In tandem with the city's Street Seats program, the Portland chapter of the American Institute of Architects and its nonprofit Center For Architecture have sponsored a second-annual juried Street Seats Competition. With the theme of “Active Streets,” designers were asked to create healthy, social and playful structures, with the winners displayed in front of the CFA on NW Flanders Street in the Pearl District, beginning today on national Parking Day and staying there for the rest of the month. After that they'll be re-installed at two to-be-determined locations on NE Alberta Street as part of the Alberta Main Street initiative.

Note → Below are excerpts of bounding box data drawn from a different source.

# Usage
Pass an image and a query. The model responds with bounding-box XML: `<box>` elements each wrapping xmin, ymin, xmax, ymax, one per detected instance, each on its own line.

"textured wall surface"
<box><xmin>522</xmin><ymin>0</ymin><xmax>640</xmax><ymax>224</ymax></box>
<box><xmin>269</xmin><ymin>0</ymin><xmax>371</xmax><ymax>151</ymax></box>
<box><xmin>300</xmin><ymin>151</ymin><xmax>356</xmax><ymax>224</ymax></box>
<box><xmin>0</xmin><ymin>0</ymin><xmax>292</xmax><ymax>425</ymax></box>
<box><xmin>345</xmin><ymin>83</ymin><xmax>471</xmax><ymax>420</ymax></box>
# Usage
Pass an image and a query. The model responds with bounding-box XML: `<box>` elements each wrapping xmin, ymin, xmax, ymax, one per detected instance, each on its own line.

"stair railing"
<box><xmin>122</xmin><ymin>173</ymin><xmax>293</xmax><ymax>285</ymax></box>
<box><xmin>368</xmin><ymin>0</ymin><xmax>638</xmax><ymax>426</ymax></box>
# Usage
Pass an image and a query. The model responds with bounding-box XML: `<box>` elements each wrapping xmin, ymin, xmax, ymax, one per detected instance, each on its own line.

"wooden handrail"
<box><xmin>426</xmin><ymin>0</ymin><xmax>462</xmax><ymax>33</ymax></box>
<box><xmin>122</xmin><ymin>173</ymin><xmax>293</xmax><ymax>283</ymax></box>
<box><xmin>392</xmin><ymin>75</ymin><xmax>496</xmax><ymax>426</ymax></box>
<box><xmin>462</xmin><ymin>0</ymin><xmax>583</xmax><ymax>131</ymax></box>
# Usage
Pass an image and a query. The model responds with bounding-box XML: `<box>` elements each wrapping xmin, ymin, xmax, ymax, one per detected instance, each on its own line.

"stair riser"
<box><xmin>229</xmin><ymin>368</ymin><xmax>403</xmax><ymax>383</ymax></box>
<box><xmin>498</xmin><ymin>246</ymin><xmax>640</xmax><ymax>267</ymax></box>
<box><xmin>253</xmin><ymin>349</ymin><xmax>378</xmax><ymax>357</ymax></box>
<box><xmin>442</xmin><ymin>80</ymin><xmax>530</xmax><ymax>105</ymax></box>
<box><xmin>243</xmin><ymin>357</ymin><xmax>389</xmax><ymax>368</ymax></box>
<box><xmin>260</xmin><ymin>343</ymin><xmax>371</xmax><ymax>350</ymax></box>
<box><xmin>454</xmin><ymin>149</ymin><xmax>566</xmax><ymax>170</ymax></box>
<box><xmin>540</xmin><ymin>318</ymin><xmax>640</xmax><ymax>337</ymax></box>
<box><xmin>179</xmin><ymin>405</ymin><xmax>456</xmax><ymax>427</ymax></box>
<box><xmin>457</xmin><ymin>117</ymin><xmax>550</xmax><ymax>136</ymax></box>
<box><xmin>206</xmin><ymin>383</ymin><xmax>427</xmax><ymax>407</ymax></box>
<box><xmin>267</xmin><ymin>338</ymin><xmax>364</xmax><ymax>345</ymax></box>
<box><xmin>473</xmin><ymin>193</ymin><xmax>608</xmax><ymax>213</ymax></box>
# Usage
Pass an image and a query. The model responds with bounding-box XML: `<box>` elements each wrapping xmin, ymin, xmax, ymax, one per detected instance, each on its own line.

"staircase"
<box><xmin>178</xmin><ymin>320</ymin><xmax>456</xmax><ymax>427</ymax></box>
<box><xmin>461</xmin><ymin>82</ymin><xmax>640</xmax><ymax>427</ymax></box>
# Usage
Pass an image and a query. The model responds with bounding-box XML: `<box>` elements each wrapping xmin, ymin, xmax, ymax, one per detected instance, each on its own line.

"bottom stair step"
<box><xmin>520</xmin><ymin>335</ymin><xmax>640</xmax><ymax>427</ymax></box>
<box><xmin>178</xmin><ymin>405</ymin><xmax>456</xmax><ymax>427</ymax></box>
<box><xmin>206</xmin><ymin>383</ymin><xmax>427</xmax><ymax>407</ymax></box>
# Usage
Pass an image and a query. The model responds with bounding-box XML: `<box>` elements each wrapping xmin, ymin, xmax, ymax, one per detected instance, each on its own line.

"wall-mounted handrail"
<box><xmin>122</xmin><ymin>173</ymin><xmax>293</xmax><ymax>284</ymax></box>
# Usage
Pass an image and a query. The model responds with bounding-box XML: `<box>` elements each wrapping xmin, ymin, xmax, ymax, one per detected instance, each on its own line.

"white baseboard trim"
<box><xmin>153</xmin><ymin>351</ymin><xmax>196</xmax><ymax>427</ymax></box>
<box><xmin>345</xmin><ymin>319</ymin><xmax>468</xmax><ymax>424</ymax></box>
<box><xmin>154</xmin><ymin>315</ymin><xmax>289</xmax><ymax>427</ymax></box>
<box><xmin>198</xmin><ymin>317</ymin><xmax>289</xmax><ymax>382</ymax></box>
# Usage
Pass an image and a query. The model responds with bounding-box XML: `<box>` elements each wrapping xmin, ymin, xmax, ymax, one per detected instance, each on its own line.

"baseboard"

Two winning projects and an honorable mention were announced earlier this week. The winners were "Log Dam," by the team of Nick Byers, Collin Janke, and Dan Petrescu (all from Hennebery Eddy Architects), and "A Dialogue" by a team from Scott Edwards Architecture including Ali Karlen, Ryan Yoshida, Jesse Graden, Brian Morris, James Lee, Sarah Cantine, Joe Broder, Andrew Stohner, and Chris Olenyik. Honorable mention went to "Hole Pavilion" by Robert Hutchison and Scott Claassen of Robert Hutchison Architecture.
"A Dialogue" is comprised of two oversized “folding” chairs, each about eight feet tall, that are made into a playful sculpture that is about "poking a bit of fun at the large footprint a car has relative to a couple of simple seats," its team wrote in their submission.
"We start by forming each chair with a prefabricated steel frame and place them facing each other," the team explained. "Then we take the wood-decked floor of the installation and wrap/fold it up and over the frames like a conveyor belt. By using the decking in this way, we suggest that these pieces are to be stepped/sat/leaned on, just like the platform itself. We line the inside of each chair with a splash of color and then create a wood-edged planter, full of tall grasses, to define the street edge. The top of each 'seat' is at approximately forty-two inches. At this height, someone could use it as a table to stand at while eating their bento; a perch to sit on and swing their legs while talking to their friend; or a shady spot for their dog to rest while leaning against it and composing a text message. From the street, the chairs can be seen from a distance, and perhaps read as a nice place to sit in a small field of grass. From the front seat of a car, the chairs may not appear oversized at all, but simply a nice place to park your butt."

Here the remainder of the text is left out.